The existing legacy control system application code executing the control logic may be compiled in a data format different from that required to run on the upgraded control system hardware. Application code, for example, may be written in one of many programming languages, such as, for example, C, C++, C#, Java, Pascal, or Fortran, which is then compiled into machine language code executed by one or more microprocessors. Depending upon the generation or the origin of the control system for which the original application code was written, the data formats may vary. For example, fixed point, also referred to as integer, data formats were used in earlier processors because they require lower processing overhead, thus faster mathematical operations, than using a floating point data format. Furthermore, some earlier processors are not capable of performing floating point operations. As microprocessor speeds improve, the capabilities of performing operations on more complex data formats improve. Because performing operations on floating point data allows for calculations over a wider range of numbers while maintaining greater accuracies, it may be desirable to run control systems on processors capable of operating on floating point data. However, to the extent that at least some of the legacy application code functionality is still relevant in the upgraded control systems, manually reprogramming control system processors in the new data format may be inefficient and may introduce quality problems.

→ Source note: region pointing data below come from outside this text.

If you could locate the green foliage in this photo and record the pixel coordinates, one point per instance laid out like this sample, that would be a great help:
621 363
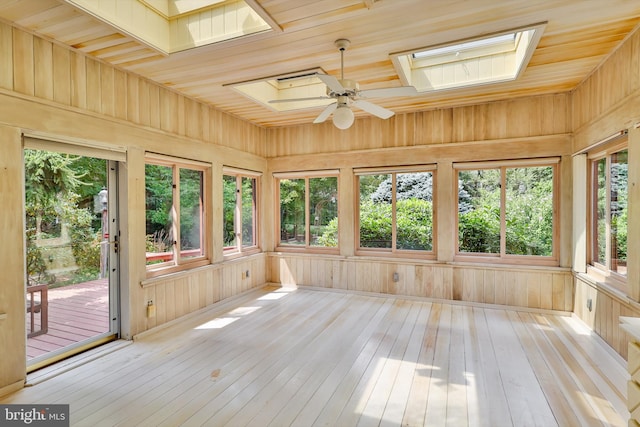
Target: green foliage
229 192
479 230
375 224
414 224
53 183
329 237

In one example, the Mark V turbine control system manufactured by General Electric (“GE”) has achieved a large installed base during the many years of production. While the GE Mark V turbine control system remains a viable platform for existing owners who are using it today, its ability to accept some control upgrades is limited. As advanced control methods for turbines are developed, an upgrade path is needed for the existing GE Mark V turbine control systems to upgrade to either the GE Mark Ve or the GE Mark VIe control systems. One aspect of the upgrade path includes upgrading at least some of the existing legacy processors to newer, current microprocessors capable of handling more complex operations as required by the upgraded control system functionality. Accordingly, the upgraded processors are capable of operating on larger, more complex data formats, such as 32-bit, floating point data. However, the application code for the existing legacy GE Mark V turbine control system was written to be compiled and executed in 16-bit, fixed point format. Thus, the legacy application code written for fixed point processing requires re-writing so that it may be compiled and executed in floating point format to take full advantage of the upgraded system capabilities. Furthermore, the upgraded control system may include a new programming environment based in the C# programming language, an object-oriented programming language as part of Microsoft Corporation's .NET platform. Therefore, performing operations on the application code in the new environment may require the application code to be written in C#.
Thus, there is a desire for systems and methods that allow efficient control system upgrades, including providing for application code conversions to an upgraded control system programming standard.